A physically perceptible restlessness dashes into the ambivalence in the arrangement, which he learned not at least from his old bands, and prematurely puts an end to any potential for deviation, for example in the direction of „reference hell“. In the turbulently shimmering opener “rochelle” with its chord stars in the firmament, which are only sham-sedative, it is downright declared that there is no time to argue about “den zweiten Platz an Deck” (the second place on deck), because: „Von dort scheint der Himmel meilenweit“ (From there the sky seems miles away.) The movement forward remains crucial; when Friedemann’s steam sailor threatens list or slack, the rhythm is skilfully shifted up two gears at the right time, as in “mbour” (the dancing leg has been twitching all the time anyway) or in “aaahhlx” with cheeky text garlands and an awesome house uptempo groove, the disco ball is turned on.

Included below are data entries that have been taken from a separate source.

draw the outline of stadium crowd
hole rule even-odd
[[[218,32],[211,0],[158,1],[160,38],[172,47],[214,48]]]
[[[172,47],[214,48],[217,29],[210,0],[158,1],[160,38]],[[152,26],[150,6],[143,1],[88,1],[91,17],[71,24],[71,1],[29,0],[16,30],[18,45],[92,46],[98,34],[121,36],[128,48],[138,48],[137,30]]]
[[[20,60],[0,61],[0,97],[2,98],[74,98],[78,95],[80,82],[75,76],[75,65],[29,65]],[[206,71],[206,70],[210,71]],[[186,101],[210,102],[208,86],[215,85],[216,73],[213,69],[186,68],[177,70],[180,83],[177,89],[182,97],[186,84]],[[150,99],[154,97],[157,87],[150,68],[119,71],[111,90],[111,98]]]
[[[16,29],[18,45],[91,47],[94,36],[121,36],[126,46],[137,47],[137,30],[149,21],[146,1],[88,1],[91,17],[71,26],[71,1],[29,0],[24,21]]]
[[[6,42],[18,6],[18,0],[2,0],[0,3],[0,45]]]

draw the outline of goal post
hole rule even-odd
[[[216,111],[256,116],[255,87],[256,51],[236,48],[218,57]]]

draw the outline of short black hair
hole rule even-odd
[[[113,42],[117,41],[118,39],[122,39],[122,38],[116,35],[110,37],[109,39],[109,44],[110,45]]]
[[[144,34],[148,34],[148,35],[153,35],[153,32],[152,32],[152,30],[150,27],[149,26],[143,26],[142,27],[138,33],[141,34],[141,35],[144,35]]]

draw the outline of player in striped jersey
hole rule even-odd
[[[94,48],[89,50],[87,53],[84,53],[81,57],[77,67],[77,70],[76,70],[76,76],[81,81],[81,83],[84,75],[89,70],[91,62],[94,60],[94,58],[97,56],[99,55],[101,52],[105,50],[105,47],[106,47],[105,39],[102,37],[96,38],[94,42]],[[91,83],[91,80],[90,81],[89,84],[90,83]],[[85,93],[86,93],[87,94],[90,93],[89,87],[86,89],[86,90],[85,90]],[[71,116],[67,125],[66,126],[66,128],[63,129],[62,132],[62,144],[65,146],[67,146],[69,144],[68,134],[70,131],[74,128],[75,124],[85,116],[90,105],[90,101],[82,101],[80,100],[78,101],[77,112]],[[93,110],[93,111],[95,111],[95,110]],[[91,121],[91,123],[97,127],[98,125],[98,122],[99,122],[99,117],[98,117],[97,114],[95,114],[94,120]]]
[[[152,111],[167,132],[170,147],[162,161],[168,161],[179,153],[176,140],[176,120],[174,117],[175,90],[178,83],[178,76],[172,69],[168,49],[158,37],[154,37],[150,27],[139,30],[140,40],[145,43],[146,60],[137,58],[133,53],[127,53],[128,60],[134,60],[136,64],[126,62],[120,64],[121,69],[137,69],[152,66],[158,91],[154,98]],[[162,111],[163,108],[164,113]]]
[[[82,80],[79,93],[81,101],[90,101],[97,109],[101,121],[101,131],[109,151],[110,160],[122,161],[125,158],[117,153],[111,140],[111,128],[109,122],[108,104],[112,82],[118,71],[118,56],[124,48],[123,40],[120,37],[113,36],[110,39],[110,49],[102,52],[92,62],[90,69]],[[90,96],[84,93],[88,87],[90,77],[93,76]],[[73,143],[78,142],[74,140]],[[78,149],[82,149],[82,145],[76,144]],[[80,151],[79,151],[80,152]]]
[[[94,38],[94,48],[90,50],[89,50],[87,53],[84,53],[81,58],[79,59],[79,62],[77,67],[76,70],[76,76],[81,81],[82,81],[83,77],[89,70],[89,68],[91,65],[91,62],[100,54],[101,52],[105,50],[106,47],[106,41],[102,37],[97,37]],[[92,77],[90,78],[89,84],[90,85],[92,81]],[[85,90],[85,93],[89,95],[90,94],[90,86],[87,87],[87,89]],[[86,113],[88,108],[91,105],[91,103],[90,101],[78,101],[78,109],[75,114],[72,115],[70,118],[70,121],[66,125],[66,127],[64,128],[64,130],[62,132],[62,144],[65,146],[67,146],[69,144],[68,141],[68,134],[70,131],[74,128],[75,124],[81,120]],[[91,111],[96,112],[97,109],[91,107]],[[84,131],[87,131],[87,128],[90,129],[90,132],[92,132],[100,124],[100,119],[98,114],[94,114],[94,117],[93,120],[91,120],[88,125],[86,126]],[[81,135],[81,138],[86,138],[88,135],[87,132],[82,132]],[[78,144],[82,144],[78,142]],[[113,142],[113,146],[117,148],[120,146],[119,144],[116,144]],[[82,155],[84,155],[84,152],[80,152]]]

And yet: longing fights with urge, melancholy with euphoria, threat with liberation. And all of that is surprisingly un-theatrically because the arrangement is primarily reduced to keystrokes, percussion, and – vocals. It’s one of the many beautiful – and conceptually coherent – surprises on the album that David Friedemann sends his own voice, which has so far been less heard, forward with at most a very brief blink of the eye, between brittle speech and sensitive tension in the gentle.
Wanting to survive alone in this deliberately opened pressure chamber was undoubtedly the right impulse to start running, but over the long distance, it would have been at least a risky, if not fatal, gait. And through the songs the project NAD LABEM developed, which brought companions into the boat, who became almost organic partners in their solidarity and common musicality: long-time friend and band colleague Marco Sebastian Christ, sparring partner in the arrangements and mastermind mixing, and Friederike Pilz, who brings her voice to David Friedemann’s singing in a way that guarantees the oxygen supply even in narrow passages. At neuralgic points, be it exhilarated in “binnenherz” (the title of a song with outrageous single qualities) or painting against the grain, it sloshes over the tense, creaking planks like a wave of freshly foaming spray. The noticeably lively and catchy listening experience of this collaboration was preceded by a serious creative process in the ping-pong style, in which Frederike Pilz also brought something amazing to light. Where David Friedemann steers the project after this lively impact is currently left open by the partners, without being able to hide the aroused interest in it.